Application Performance Management in the Future
Current economic conditions and tight IT budgets have made the advantages of the customer-centric approach very important. Consequently, this customer-centric approach may give rise to a new trend - tool consolidation. The more monitoring point products an IT organization has, the more difficult it becomes to adapt a customer-centric approach, and the more expensive it becomes to meet stringent SLAs due to complex integrations, training in multiple tools, and constant upgrades. IT organizations with these characteristics may be better off with tools from fewer vendors and less integration.

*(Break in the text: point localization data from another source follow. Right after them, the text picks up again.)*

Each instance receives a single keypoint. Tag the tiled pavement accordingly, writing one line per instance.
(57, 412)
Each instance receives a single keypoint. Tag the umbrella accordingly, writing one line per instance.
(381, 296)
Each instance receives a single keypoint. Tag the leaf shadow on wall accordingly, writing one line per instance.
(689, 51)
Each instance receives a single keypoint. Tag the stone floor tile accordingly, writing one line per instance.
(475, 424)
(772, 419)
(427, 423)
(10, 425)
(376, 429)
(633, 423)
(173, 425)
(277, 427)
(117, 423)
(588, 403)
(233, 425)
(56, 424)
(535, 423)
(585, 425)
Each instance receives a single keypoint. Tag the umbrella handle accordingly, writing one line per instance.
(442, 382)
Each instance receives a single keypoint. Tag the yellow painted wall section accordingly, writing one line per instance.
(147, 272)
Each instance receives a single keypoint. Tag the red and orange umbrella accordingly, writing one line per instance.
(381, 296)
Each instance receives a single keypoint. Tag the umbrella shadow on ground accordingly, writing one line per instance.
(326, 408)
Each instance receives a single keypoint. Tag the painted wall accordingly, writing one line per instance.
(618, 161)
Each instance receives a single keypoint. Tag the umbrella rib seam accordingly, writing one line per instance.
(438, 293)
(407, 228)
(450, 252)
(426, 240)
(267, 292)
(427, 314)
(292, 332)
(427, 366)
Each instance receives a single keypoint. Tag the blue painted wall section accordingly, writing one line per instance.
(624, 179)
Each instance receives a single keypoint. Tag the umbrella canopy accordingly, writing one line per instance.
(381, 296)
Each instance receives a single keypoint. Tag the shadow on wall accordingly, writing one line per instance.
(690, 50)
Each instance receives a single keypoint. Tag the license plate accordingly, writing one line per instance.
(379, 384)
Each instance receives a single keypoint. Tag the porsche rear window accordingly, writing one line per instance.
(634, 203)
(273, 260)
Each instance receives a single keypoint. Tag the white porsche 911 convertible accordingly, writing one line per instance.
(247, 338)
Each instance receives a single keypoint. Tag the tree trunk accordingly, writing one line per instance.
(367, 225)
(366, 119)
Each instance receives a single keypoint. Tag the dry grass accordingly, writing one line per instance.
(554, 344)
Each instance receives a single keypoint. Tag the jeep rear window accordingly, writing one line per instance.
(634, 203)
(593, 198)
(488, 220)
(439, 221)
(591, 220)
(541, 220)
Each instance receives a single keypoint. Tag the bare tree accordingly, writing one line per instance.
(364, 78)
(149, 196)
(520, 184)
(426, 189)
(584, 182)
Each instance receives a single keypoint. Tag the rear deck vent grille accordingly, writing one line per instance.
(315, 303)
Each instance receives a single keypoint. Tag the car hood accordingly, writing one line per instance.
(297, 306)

For some IT organizations, the applications they monitor are so mission-critical that they need the ability to do proactive monitoring and avoid outages. A common practice is to provide a preset (static) threshold for infrastructure and application performance. If the threshold is exceeded, alerts and warnings are issued, and a lot of times, an impending outage can be avoided. There is also a new technology that is gaining popularity: predictive analytics. This includes predictive trending and dynamic thresholding, and allows the monitoring of resource consumption trends, anticipates future performance issues, and avoids or resolves problems more quickly. This can be used, for example, to predict application bottlenecks and create alerts for potential service threats.
By monitoring the most important customer-facing applications and tracking the performance of the infrastructure associated with that customer transaction, problems can be easily identified and solved. As the customer-centric approach makes important data more accessible there will continue to be a trend towards predictive analytics. This trend towards predictive analytics and the customer-centric focus will allow organizations to better manage their data, improving operational efficiency and reducing costs by eliminating the need for redundant infrastructure.